Write the following logarithmic equation in exponential form?
1- log0.001 = -3
1- log0.001 = -3
4 = log 0.001
or 10^4 = .001
This is a false statement. Check your typing
1 - log 0.001
= 1 - (-3)
= 4 , not -3
you werent supposed to include the 1-
To convert the logarithmic equation into exponential form, we need to remember that logarithms and exponentials are inverse operations.
The equation is:
log0.001 = -3
In exponential form, it becomes:
10^(-3) = 0.001
To write a logarithmic equation in exponential form, we need to understand the relationship between logarithms and exponentials.
In general, a logarithm tells you what exponent is needed to raise a base to a certain number.

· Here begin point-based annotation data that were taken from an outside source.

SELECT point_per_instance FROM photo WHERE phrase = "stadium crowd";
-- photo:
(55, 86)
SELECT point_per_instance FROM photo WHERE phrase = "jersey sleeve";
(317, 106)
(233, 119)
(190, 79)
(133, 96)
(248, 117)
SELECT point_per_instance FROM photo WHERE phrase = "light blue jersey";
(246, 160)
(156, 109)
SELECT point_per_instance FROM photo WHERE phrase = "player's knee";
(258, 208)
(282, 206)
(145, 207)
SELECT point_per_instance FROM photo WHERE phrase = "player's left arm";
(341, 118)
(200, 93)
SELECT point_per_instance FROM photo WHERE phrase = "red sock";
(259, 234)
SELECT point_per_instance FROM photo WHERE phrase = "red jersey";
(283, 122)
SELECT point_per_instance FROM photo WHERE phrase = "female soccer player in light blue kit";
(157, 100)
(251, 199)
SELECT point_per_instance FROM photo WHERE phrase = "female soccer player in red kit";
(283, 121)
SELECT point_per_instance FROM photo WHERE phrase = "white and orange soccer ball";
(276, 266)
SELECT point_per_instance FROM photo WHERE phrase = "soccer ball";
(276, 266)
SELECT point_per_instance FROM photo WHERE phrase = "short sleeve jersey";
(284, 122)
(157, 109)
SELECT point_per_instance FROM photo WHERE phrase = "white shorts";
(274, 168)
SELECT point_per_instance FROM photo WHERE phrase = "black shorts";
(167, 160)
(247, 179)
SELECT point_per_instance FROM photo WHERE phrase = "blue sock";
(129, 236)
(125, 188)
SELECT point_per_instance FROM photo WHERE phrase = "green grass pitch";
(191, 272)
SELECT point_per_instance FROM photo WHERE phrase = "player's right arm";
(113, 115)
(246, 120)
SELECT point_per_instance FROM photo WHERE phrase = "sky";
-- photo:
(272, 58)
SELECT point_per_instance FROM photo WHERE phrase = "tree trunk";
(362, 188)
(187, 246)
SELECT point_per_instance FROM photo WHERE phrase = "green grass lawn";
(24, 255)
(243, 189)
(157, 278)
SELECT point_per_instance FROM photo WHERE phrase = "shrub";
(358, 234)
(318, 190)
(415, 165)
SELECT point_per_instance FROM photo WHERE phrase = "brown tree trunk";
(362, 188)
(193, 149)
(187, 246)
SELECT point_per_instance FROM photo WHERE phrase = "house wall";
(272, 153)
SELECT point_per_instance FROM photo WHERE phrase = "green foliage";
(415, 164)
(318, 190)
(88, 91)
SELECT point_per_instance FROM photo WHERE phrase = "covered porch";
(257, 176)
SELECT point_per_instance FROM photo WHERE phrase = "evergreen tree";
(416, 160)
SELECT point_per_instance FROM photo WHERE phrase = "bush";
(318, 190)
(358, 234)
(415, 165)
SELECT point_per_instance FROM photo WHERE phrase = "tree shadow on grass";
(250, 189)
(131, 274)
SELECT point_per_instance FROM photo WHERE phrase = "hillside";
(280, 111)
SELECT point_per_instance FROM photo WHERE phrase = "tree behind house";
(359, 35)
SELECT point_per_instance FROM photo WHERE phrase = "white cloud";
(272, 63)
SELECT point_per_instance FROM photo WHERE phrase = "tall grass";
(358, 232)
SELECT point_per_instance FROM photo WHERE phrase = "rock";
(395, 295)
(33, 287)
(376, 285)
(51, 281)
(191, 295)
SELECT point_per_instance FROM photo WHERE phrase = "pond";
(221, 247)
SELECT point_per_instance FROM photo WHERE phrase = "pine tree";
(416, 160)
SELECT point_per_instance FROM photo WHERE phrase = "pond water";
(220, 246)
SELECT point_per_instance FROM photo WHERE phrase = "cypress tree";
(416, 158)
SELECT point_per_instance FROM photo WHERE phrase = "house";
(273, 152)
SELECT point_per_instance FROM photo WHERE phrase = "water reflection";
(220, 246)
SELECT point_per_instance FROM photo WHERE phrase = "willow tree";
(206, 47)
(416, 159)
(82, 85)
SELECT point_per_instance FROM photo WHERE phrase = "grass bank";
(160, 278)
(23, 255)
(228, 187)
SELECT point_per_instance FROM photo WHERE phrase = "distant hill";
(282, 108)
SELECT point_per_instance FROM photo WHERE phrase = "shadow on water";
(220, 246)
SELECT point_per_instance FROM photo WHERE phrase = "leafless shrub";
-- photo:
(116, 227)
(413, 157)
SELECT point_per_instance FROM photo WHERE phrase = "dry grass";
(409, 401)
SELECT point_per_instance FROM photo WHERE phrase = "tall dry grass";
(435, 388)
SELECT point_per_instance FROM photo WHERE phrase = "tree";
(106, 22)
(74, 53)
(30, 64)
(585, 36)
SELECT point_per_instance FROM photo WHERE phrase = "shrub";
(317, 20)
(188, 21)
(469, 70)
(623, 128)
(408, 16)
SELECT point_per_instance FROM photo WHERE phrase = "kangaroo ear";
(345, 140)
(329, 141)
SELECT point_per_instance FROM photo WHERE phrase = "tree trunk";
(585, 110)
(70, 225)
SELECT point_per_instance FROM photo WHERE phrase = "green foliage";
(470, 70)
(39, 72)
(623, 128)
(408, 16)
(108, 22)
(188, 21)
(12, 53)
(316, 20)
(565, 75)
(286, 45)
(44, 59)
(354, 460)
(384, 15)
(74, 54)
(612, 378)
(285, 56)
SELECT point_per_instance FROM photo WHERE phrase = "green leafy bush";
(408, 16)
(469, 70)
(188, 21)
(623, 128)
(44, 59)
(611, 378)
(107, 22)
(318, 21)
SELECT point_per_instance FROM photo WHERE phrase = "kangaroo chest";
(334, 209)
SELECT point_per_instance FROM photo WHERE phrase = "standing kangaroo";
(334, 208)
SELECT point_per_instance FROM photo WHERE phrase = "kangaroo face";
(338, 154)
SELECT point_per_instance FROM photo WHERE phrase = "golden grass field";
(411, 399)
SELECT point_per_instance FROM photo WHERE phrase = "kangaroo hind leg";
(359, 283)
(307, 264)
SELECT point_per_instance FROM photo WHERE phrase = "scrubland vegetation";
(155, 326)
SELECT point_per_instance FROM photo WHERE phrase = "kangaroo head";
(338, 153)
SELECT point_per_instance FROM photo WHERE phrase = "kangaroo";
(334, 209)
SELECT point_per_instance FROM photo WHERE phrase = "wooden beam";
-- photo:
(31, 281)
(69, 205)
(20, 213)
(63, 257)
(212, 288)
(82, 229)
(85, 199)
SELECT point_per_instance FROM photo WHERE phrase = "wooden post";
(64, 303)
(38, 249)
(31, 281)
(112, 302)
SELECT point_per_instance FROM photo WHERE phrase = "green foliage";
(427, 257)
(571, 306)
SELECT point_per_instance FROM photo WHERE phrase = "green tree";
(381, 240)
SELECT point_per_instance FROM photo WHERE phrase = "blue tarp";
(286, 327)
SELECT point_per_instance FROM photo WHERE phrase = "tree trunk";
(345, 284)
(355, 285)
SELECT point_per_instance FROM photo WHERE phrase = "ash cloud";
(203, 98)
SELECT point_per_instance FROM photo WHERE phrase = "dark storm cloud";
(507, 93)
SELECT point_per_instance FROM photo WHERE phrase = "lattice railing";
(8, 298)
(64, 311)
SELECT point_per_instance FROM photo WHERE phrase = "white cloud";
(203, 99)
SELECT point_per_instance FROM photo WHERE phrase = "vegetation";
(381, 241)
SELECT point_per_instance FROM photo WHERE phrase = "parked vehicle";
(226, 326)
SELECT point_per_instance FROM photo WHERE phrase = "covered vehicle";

The logarithm of a number y to a base b is denoted as log(base b) (y) and can be written as:
y = b^(log(base b) (y))
Now let's apply this concept to the given logarithmic equation:
1 - log(0.001) = -3
To convert this equation to exponential form, we need to identify the base and the exponent.
In this equation, the base of the logarithm is not explicitly mentioned, so we assume it to be 10 by default (since base-10 logarithms are most commonly used).
Therefore, the equation becomes:
0.001 = 10^(-3)
In exponential form, the base 10 is raised to the power of -3, resulting in a value of 0.001.
So, the exponential form of the given logarithmic equation is 10^(-3) = 0.001.